Where is the education crisis?

THE political Opposition continues to bewilder the minds of our people with

the rattling up of all sorts of hysteria and in this regard their latest attempt has been APNU’s description of the education sector being in crisis, which warrants a Commission of Inquiry. Of course, as is customary, without producing any facts and figures to support their contention.
One would be foolish to deny that there is much more to be done to bring our education system to the desired level, but it is equally foolish to contend that it is in crisis and there is need for a Commission of Inquiry.
The fact of the matter is that our CSEC and National Grade Six Assessment examinations’ results have been steadily improving. And what is even more striking is the fact that increasingly, top performers are emerging from schools in rural communities, unlike the past when it was predictable that top performers would emerge from a few schools in Georgetown. We have achieved universal primary education and is on the verge of achieving universal secondary education as well.

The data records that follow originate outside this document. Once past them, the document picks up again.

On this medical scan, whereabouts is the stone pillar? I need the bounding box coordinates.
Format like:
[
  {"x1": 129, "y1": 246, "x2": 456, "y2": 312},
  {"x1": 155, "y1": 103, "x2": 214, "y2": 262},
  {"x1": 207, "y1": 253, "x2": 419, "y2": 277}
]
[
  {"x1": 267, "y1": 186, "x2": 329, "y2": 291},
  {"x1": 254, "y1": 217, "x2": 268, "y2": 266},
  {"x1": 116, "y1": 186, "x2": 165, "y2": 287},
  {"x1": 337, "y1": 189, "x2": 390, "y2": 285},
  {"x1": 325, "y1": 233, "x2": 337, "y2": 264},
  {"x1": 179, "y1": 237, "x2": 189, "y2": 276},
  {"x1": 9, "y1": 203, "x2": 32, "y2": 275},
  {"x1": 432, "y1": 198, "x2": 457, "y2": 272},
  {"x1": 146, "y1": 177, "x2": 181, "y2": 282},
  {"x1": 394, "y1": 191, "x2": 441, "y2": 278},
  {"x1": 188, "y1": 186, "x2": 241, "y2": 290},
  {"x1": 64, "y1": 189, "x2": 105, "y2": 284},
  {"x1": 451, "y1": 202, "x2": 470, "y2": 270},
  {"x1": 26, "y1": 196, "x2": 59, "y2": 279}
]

Today we boast more and better equipped nursery, primary and secondary schools across the country, particularly in the remote communities. Our Teachers Training College is churning out an average of over 500 trained teachers annually, which is the highest figure in our history. This has been achieved through the establishment of in-service training centres across the country and the introduction of distance education. Teachers’ salaries and benefits have significantly increased over the past 15 years
Under this government, budgetary allocations have been increasing every year and constitute the largest slice in the national budget which is a reflection of the continued emphasis on improving the education system. This government has recognised the correlation between education and poverty alleviation and this is a major strategy in the national development strategy.

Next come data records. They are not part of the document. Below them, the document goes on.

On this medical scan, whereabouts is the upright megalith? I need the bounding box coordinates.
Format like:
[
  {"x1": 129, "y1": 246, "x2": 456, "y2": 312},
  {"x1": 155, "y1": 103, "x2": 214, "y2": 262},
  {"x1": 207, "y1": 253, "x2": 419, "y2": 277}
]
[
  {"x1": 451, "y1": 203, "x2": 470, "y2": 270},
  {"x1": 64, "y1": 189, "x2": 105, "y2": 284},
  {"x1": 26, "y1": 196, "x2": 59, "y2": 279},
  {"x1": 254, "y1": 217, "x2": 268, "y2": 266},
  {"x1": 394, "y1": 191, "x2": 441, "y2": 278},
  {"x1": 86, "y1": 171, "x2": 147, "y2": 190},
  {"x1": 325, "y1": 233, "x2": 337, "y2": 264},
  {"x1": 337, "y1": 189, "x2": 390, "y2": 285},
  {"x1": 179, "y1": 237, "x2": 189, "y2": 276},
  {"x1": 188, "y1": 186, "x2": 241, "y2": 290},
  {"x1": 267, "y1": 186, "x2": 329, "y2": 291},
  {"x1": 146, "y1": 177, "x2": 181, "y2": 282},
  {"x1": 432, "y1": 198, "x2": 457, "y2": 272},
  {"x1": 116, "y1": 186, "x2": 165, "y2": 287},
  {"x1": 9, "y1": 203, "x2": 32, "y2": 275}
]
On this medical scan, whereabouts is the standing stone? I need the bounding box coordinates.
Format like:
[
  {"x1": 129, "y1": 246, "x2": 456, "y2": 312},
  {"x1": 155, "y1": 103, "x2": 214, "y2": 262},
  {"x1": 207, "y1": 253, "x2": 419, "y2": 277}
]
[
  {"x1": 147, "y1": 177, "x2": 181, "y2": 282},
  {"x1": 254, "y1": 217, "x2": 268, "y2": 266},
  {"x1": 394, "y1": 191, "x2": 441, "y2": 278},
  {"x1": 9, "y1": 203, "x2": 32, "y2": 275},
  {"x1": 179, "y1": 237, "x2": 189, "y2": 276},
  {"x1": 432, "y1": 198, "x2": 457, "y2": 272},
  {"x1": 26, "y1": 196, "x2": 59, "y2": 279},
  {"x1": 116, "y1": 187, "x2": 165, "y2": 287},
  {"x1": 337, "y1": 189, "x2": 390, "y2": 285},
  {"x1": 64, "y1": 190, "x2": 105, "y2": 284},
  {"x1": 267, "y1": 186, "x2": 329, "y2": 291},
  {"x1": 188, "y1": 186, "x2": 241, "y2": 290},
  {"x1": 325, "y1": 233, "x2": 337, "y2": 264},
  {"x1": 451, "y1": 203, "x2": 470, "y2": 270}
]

In addition, public education is partnered with a vibrant and buoyant private education system which collapsed under the diktat of the PNC government. Those who can afford it and have the desire to send their children to private educational institutions can do now do so. The private schools, to their credit, have been performing creditably.
Do these achievements constitute a crisis in our education system? Any objective observer would give a resounding no.
Where were those, who are now talking about an education crisis and the need for a Commission of Inquiry, when our entire social sector collapsed?
Where were they, when most of our school buildings were in a dilapidated state and teachers and students were coerced and forced into attending PNC rallies and functions to make up numbers?
Where were they when teachers were forced to cut canes when they were strikes in the sugar industry? Where were they when teachers were forced to work at Hope Estate which was owned by the Maximum Leader?
Where were they when a former education minister under the PNC government publicly admitted that the school system is producing functional illiterates?
Where were they when textbooks, furniture and other learning and teaching materials including chalk were in acute shortage, under one of the biggest hoaxes of free education from nursery to university?
Where were they when teachers were either dismissed or transferred far away from their homes because of their political views and affiliation?
Where were they when teachers were leaving the education sector in droves?
Where were they when Guyana moved from the most literate country in the English-speaking Caribbean in the early 1960s to the least literate by the 1980s?
Didn’t these happenings constitute a crisis? And why was there not a call for a Commission of Inquiry then?
The education minister recently made a sincere call for greater parental involvement in children’s education and of course any progressive and patriotic-minded person would support such a call, because all research data show that children who have their parents behind them perform better in schools. However, lo and behold, the opposition interpreted that as an attack on their supporters. How much more petty can we become?
It is clear that this drumming up of a crisis in the education system is geared towards diverting attention from the great strides we have made in the education sector and its destruction under the PNC government.
In fact, this government took our education out of a crisis and restored to a reasonable degree of decency and acceptability.